Seleccionar página

El trabajo aportó evidencia sobre eventos adversos en los pacientes (recurrencia, metástasis o muerte) y su relación con factores alimenticios, entre otros aspectos analizados.

La investigación fue llevada a cabo por Ana De La Quintana, Licenciada en Nutrición y Doctora en Ciencias de la Salud, con quien nos comunicamos para esta entrevista.

–  Ana, ¿podrías contarnos cómo surgió esta investigación?

–  En su última revisión, la World Cancer Research Fund publicó que aquellas mujeres con un elevado consumo de fibra tanto antes como después del diagnóstico del cáncer presentan un menor riesgo de morir de cáncer de mama (CM), mientras que ocurre lo contrario en aquellas mujeres con alto consumo de grasas saturadas. En base a esta información, surgió mi interés de realizar un trabajo de investigación con el objetivo de determinar el efecto de factores alimentarios, entre otros, sobre el pronóstico del CM.

– ¿En qué consistió el estudio?

– Se trató de un estudio de sobrevida, epidemiológico, prospectivo que abarcó a 140 mujeres con diagnóstico de cáncer de mama (CIE-10 C50) atendidas en hospitales públicos y privado de la ciudad de Córdoba, con duración de 4 años. También se trata del primer estudio prospectivo a nivel nacional y uno de los pocos a nivel internacional que aporta evidencia de lo que sucede después del diagnóstico del cáncer en relación a factores alimentarios, entre otros factores estudiados.

Fragmento de la entrevista realizada en el programa «Hoy por la Tarde», de Canal 7 de Catamarca.

– ¿Cuáles son las principales conclusiones?
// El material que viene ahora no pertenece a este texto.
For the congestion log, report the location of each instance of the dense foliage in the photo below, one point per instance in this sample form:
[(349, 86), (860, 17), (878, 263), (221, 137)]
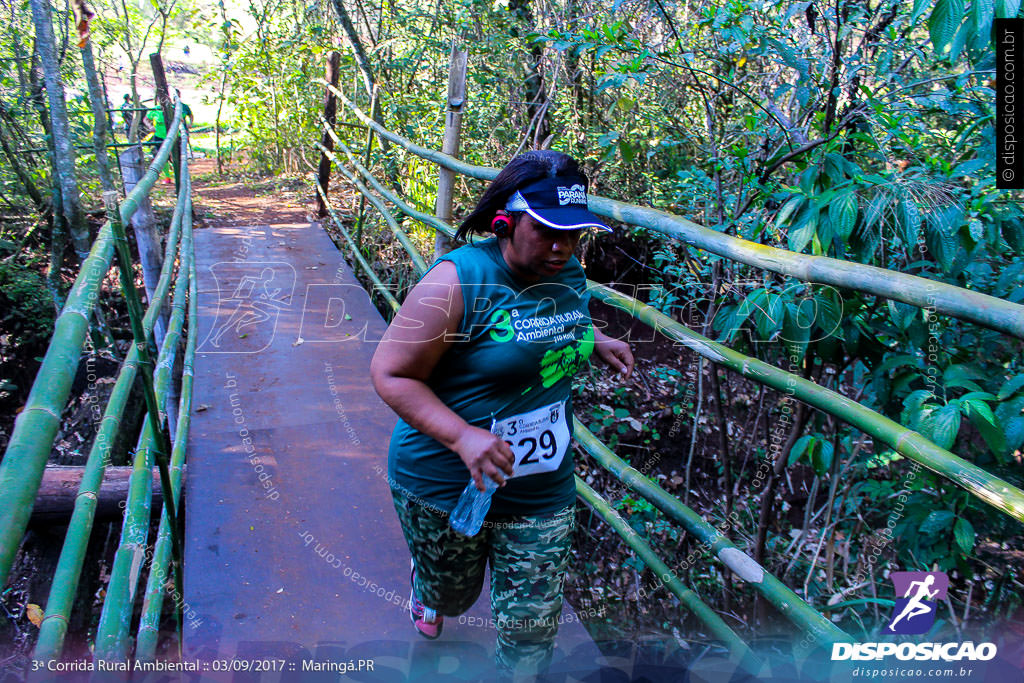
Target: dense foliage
[(860, 131)]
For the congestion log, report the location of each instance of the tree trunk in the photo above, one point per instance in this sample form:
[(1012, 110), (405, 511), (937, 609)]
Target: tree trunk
[(453, 130), (64, 157), (363, 62), (147, 237), (98, 100), (537, 105), (330, 115)]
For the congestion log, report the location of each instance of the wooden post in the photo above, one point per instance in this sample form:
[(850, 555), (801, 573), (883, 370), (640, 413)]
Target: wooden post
[(330, 113), (453, 128), (164, 100), (361, 215)]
Entre los resultados más importantes, se halló que en el 70% de las mujeres prevaleció una alimentación pro-inflamatoria, caracterizada por ingestas elevadas de carnes rojas y ácidos grasos saturados (derivados de todo tipo de carnes, lácteos y huevos), alto consumo de aceites refinados y fuentes de Omega-6 (aceite de girasol, maíz) y bajo consumo de fuentes Omega-3 (nueces, semillas de lino y chía), los cuales han sido relacionados con un peor pronóstico por promover el crecimiento de células cancerígenas a través del incremento de estrógenos circulantes, estimular la respuesta inflamatoria, entre otros efectos. También se caracterizó por un bajo consumo de frutas y verduras, cereales integrales y fibra, los cuales son fuentes de antioxidantes como Vitaminas C y E, fitoquímicos y minerales alcalinos como magnesio y calcio que presentan un efecto protector contra el CM.
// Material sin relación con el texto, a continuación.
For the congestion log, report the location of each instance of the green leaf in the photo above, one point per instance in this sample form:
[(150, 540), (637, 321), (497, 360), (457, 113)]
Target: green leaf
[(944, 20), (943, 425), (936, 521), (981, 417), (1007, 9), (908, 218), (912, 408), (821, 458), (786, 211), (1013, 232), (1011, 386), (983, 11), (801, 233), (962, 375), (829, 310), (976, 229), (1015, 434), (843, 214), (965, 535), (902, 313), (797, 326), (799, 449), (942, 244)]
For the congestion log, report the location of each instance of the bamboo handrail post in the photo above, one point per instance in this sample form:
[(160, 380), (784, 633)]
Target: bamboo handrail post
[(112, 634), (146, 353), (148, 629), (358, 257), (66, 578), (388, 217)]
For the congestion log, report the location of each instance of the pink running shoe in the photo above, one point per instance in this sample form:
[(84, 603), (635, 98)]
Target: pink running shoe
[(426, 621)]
Al analizar el efecto del tipo de alimentación sobre los eventos adversos del CM (recurrencia, metástasis o muerte) en su conjunto, se halló que el riesgo de desarrollar tales eventos, aumentaba hasta 2 veces más en las mujeres con una alimentación de tipo pro-inflamatoria (alto consumo de carnes rojas, ácidos grasos saturados, bebidas azucaradas, aceites y cereales refinados y bajo consumo de frutas y verduras, cereales integrales y fibra) en comparación con mujeres que llevaban una alimentación anti-inflamatoria, con predominio de verduras y frutas. Alimentos como los de origen animal y bebidas azucaradas, entre otros, presentan precursores ácidos con potencial de contribuir a la acidosis metabólica leve y modificar el estado ácido-base (ph) en las células y en el espacio extracelular.


Foto: El riesgo de recurrencia, metástasis o muerte aumenta hasta 2 veces más en mujeres con una alimentación de tipo pro-inflamatoria (carnes, lácteos, huevos, etc)

– Por último, ¿qué expectativas surgen sobre los alcances de esta investigación?

– Espero este trabajo contribuya en la generación de recomendaciones alimentarias nutricionales para la población de sobrevivientes del cáncer

Ana De La Quintana es Licenciada en Nutrición y Doctora en Ciencias de la Salud.

Actualmente trabaja desde el abordaje holístico, con alimentación consciente, vegetariana y vegana y plantas medicinales. Imparte talleres sobre este tipo de alimentación y salud intestinal, tanto en Córdoba como en Catamarca.